Sadiq Khan calls Trump racist, sexist and Islamophobic

Sadiq Khan calls Trump racist, sexist and Islamophobic

Sir Sadiq Khan has called Donald Trump racist, sexist and Islamophobic after the US president renewed his feud with the London mayor during a speech to the United Nations.

“I think President Trump has shown he is racist, he is sexist, he is misogynistic and he is Islamophobic,” Sir Sadiq told told Sky News.

Asked about Mr Trump’s comments that Sir Sadiq is a “terrible mayor”, he said he was “thankful” that record numbers of Americans are coming to London.

Cabinet minister Bridget Phillipson later declined to repeat Sir Sadiq’s description of Mr Trump.

Another minister had accused Mr Trump of “misreading” London after the US president claimed the city wants to “go to sharia law”.

Green Party leader Zack Polanski praised Sir Sadiq’s response as “exactly what the leader of a diverse and vibrant city like London should say”.

“These words only amplify the silence coming from those in Westminster who seem unable or unwilling to speak out,” he posted on X.

Sir Sadiq had earlier told ITV London when asked if he thought Mr Trump was Islamophobic: “I think when somebody behaves a certain way, when somebody says certain things, when somebody shows you who they are – believe it.”

He added: “I think I’ve got squatters’ rights for the amount of time I’ve spent in Donald Trump’s head. I’m just hoping he doesn’t send me an invoice for all the time I’ve spent there.”

Education Secretary Ms Phillipson said she would not “name call” when asked if Sir Sadiq was right in his description of the US president.
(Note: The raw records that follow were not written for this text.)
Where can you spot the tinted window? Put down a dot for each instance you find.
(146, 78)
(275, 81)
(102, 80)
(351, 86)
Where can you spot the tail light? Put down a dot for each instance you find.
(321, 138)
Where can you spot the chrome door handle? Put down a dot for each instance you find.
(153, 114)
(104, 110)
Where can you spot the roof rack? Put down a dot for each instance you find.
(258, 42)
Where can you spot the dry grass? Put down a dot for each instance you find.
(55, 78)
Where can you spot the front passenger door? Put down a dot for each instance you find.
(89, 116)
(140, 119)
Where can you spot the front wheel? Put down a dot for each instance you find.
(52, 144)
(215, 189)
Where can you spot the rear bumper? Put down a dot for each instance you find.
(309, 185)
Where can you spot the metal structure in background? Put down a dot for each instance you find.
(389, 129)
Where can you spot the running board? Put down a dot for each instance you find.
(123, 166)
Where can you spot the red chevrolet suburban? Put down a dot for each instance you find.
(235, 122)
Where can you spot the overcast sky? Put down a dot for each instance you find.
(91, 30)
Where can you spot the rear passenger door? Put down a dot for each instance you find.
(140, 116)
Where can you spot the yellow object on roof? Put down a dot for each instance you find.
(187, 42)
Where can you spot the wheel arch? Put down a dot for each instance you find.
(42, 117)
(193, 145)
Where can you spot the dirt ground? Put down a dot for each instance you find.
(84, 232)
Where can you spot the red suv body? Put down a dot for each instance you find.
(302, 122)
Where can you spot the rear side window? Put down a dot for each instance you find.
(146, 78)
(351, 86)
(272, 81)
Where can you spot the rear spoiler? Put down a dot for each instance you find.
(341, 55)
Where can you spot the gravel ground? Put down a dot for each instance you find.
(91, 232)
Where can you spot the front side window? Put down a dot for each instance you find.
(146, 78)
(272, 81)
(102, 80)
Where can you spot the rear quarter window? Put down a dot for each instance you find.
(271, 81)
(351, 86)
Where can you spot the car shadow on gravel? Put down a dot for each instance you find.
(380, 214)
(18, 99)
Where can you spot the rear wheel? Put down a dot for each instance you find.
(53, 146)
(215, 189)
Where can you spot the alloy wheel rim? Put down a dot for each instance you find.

“I understand why Sadiq would feel strongly about that, given the comments made by the president about Sadiq personally, but I’m not going to get into that kind of name-calling,” she told BBC Radio 5 Live.

She backed Sir Sadiq as a “brilliant mayor” with a “powerful story to tell about what he has achieved” in the capital.

But she argued that the UK needs “a relationship with the US president” that is about more than “individuals”.

Work and Pensions Secretary Pat McFadden had earlier dismissed the president’s attack, and said Mr Trump had had “a beef” with Sir Sadiq for years.

He told BBC Breakfast: “As regards the United Kingdom, on the comments on London, look, I just think it’s a misreading of our great capital city.

“This is a big asset to the United Kingdom. It’s known all over the world, it’s a big engine of our economy, of creativity.”

Speaking to GB News from Crystal Palace’s stadium in south London, he said: “We have British law here at Selhurst Park this morning, no other kind of law, and that’s what applies in our capital city and throughout our country.”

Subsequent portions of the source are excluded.